Я не знал, куда девать глаза и руки. Люба резко повернулась и пошла прочь.

- Любка, вернись! - крикнула ей мать. - Ладно, ухожу я.

Она постояла еще, порылась в кармане, протянула нам по кусочку сахара. Из другого кармана достала горбушку, разломила пополам...

- Ешьте, голуби.

Посмотрела, хмурясь, как мы жуем, и пошла вдоль центральной аллеи. Отойдя, запела:

Ах ты, дед, ах ты, дед, ах ты, дед,

в телогреечку-ватовочку одет,

хоть у деда седина с рыжиной,

а меняет он Жену за женой!..

- Ты на маму не обижайся. Мама хорошая. Шутит, конечно, так... - Люба помолчала и - резко, будто я спорил с ней: - Ну, выпила! Работа тяжелая ремонт путей...

Там, под вязом, старухи поднялись, медленно, словно вырастая из-под земли, и пошли прочь от нас, рука об руку, пробуя дорогу палками. Мы смотрели им вслед, пока они не пропали за деревьями.

- Знаешь, я зимой проснусь, плачу, сны все про еду, то хлеб, то котлеты... Проснусь, мама мне титьку даст, пустую титьку почмокаю и опять сплю.
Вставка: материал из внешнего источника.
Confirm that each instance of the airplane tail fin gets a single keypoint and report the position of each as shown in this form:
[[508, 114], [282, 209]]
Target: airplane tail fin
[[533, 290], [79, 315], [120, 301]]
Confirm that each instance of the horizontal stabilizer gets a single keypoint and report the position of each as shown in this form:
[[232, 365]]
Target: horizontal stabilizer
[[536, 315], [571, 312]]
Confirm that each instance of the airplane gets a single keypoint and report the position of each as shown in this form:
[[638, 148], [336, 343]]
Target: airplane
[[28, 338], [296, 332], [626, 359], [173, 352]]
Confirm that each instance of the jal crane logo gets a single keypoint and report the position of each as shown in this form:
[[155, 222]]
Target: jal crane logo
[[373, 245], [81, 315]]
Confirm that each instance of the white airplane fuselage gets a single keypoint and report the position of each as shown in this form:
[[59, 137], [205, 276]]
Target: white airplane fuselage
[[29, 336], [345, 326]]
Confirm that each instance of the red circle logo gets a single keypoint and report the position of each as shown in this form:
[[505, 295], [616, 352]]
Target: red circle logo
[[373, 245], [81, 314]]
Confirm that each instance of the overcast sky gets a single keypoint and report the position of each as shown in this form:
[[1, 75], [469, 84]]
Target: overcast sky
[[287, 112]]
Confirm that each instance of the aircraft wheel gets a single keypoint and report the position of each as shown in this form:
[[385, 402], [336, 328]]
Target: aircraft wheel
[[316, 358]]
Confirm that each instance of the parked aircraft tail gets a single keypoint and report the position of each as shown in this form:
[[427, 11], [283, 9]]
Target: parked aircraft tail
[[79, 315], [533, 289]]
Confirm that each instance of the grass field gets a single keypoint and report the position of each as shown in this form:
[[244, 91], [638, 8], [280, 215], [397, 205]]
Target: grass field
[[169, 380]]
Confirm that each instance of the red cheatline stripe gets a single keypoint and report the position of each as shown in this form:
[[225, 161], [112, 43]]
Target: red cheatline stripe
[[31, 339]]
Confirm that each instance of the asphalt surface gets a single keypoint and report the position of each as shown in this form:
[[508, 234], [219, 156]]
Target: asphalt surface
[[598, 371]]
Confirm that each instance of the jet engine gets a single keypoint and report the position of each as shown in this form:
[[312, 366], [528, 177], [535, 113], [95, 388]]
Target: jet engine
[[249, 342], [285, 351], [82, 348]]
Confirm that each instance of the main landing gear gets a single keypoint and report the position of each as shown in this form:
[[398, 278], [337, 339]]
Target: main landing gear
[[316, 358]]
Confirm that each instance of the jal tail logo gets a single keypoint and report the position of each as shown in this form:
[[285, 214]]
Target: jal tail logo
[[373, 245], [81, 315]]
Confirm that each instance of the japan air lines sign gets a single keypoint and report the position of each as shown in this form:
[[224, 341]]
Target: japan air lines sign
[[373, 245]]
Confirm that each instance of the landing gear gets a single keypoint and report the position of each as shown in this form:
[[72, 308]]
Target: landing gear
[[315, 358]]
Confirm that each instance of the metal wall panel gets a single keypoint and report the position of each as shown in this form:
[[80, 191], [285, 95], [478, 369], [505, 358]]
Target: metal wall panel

...А еще песни мне пела. Держит на руках, как маленькую, и поет: "А я девочка бедовая, соломенна вдова, моя песенка не новая, знакомые слова..." Или еще: "Не молодо, не зелено, проверено одно: любить тебя не велено, забыть не суждено". Много разных пела. И сама сочиняла. "Скоро папка наш придет, Любе хлебца привезет..."

Папка на фронт уехал в июле. Мы его на вокзал проводили, ухватились за руки, не пускаем, ему уже грузиться, а мы не пускаем, он сам чуть не плачет, руки отнимает.